本当は「シュガー&スパイス」を見に行く予定だったのですが、既に「縮小上映」となっており、休みの日や仕事終了後に「レイトショー料金」で見ることが不可能になったので、急遽話が良さそうで、さらには、10代屈指の演技力を持つ女優で、あの宮あおい様と同じ「ヒラタオフィス」に所属する「後輩」でもある多部未華子が主演ということもあり、今作に変更したのだが・・・。
(ヤマザキの「中華まん」CMで変な踊りをしている女の子(こちら)

見に行ったことを心底後悔した映画であった。「バックダンサーズ」「ワイルドスピード」「デスノート」「ケータイ刑事 THE MOVIE」らと共に、今年の「ワースト映画大賞」最有力候補の作品と相成った。

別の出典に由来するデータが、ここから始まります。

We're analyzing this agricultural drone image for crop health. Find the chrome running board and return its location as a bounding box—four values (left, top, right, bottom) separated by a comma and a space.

しかも、見る前から「ダメ作品だろうな~」との予想をしていた上記作品とは違い、それなりに期待していたことからショックもひとしおであった・・・。





<あらすじ>

生徒全員が夜でも目立つ白ジャージに身を包み、24時間かけ80キロもの距離を歩く北高校の伝統行事である「歩行祭」。
ただひたすら歩き続けるという過酷極まりないこの行事に対する生徒からの反発が多いものの、長きに渡りこの行事が続いているのには、伝統行事が故に持つ「非日常性」と「過酷さ」に、一方で普段話さないような話~悩み・恋バナ~を友人やクラスメイトと交わすのやそのことによる友情の深まり、さらには異性との愛情の成就といったことを促進させる不思議な力・魅力があるからだろう。

そういったこともあり、この行事に特別な想いで望む生徒は少なくない。今年高校3年生で最後の「歩行祭」を迎えることになった甲田貴子(多部未華子)もその一人であった。

彼女はある時から秘密を抱えて生きていた。それが故にその秘密をしる唯一の人物である西脇融(石田卓也)との間にあった高校3年間におけるわだかまりを解消するため、この行事中に彼に「話しかけること」をこの行事を通じての、自分の「賭け」にすることにした・・・。

しかし、そんな彼女の心境を「西脇に惚れている」と勝手な解釈をした友人達~西脇の友人である忍(郭智博)、貴子の友人である梨香(貫地谷しほり)、千明(松田まどか)、高見(柄本佑)~らは彼らをくっつけようとあれやこれやのおせっかいをやく。しかし、そうすればするほど当人達は反発するだけであった・・・。どんどん過ぎてゆく時間、その間に起こっていく様々な人間ドラマやアクシデント・・・。果たして彼らはお互いに話し合い、わだかまりを解くことが出来るのだろうか・・・。



<感想など>

冒頭にも書いたが、以下の評価・感想は「原作の未読」が前提となっているので、その点ご留意していただきたい。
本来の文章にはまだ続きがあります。